Climate change is now compounding the issues created by human modification, and the need to restore
rivers will become increasingly pressing to ensure the conservation of their naturally occurring habitats
and species and the sustainable provision of their ecosystem services. Accordingly, river restoration
following a ‘nature-based’ approach is an imperative requirement to allow river ecosystems to recover,
a concept advocated by the International Union for Conservation of Nature (IUCN) [1].

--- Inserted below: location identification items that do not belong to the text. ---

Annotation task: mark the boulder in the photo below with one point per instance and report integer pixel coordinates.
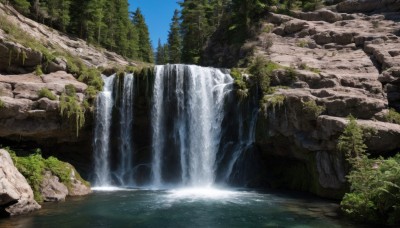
(16, 196)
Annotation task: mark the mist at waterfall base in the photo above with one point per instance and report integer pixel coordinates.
(187, 170)
(199, 131)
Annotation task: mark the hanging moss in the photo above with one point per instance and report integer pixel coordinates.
(71, 109)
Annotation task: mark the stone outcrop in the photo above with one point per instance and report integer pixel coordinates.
(346, 63)
(25, 114)
(52, 189)
(16, 196)
(17, 59)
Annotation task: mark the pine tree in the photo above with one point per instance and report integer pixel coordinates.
(160, 57)
(174, 40)
(145, 49)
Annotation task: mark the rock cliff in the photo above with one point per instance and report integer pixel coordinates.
(16, 196)
(345, 64)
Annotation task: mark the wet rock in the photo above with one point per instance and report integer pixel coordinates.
(51, 189)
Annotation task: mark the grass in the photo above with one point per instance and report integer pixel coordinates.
(45, 92)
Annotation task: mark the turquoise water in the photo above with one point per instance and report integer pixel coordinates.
(183, 208)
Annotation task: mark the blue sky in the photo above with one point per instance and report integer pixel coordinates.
(158, 15)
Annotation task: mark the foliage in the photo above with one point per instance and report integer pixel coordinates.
(32, 167)
(261, 70)
(393, 116)
(162, 54)
(145, 49)
(174, 40)
(45, 92)
(272, 101)
(71, 108)
(38, 70)
(351, 142)
(104, 23)
(304, 66)
(311, 108)
(375, 191)
(2, 105)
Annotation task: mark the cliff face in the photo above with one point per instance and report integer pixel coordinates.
(347, 63)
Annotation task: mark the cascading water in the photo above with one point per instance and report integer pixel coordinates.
(101, 142)
(188, 109)
(191, 132)
(124, 174)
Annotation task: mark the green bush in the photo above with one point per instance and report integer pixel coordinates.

River restoration is the act of returning natural functioning and form to a river that has been directly or
indirectly altered by human activity. Ideally it should result in uninterrupted lateral, longitudinal, and
vertical connectivity of hydraulic, sedimentary, chemical and biological processes, allowing unhindered
channel and floodplain evolution, and the associated mosaic of habitats that support a characteristic
array of flora and fauna. In many locations, physical and other constraints will affect what restoration is
practicable, but the ambition should be to achieve the greatest degree and spatial scale of re-
naturalization possible.
Rivers are restored for many reasons including to: re-establish natural patterns of water and sediment
movement and so remove the costs associated with managing modified channels; restore habitats and
biodiversity; manage flood risk through natural flood management; enhance the aesthetics of an area;
and create opportunities for recreation. Key policy and legal frameworks to drive river restoration within
the European context include the Water Framework Directive (WFD), Habitats Directive and the Floods
Directive. Furthermore, the EU Biodiversity Strategy 2030, and the UN Treaty on Climate Change, for
example, provide additional impetus for increased restoration efforts. Although the motivation for
restoring rivers and the extent to which rivers may be restored vary, a fundamental basis common to all
restoration projects should be the re-establishment of natural physical processes, leading to the
development of natural form and features, and the sustainable evolution of instream, riparian and
floodplain habitats. Activities such as adding gravel to construct specific spawning areas may be part of a
larger river restoration scheme, but are not by themselves considered to be river restoration unless they
are measures for restoring natural river processes.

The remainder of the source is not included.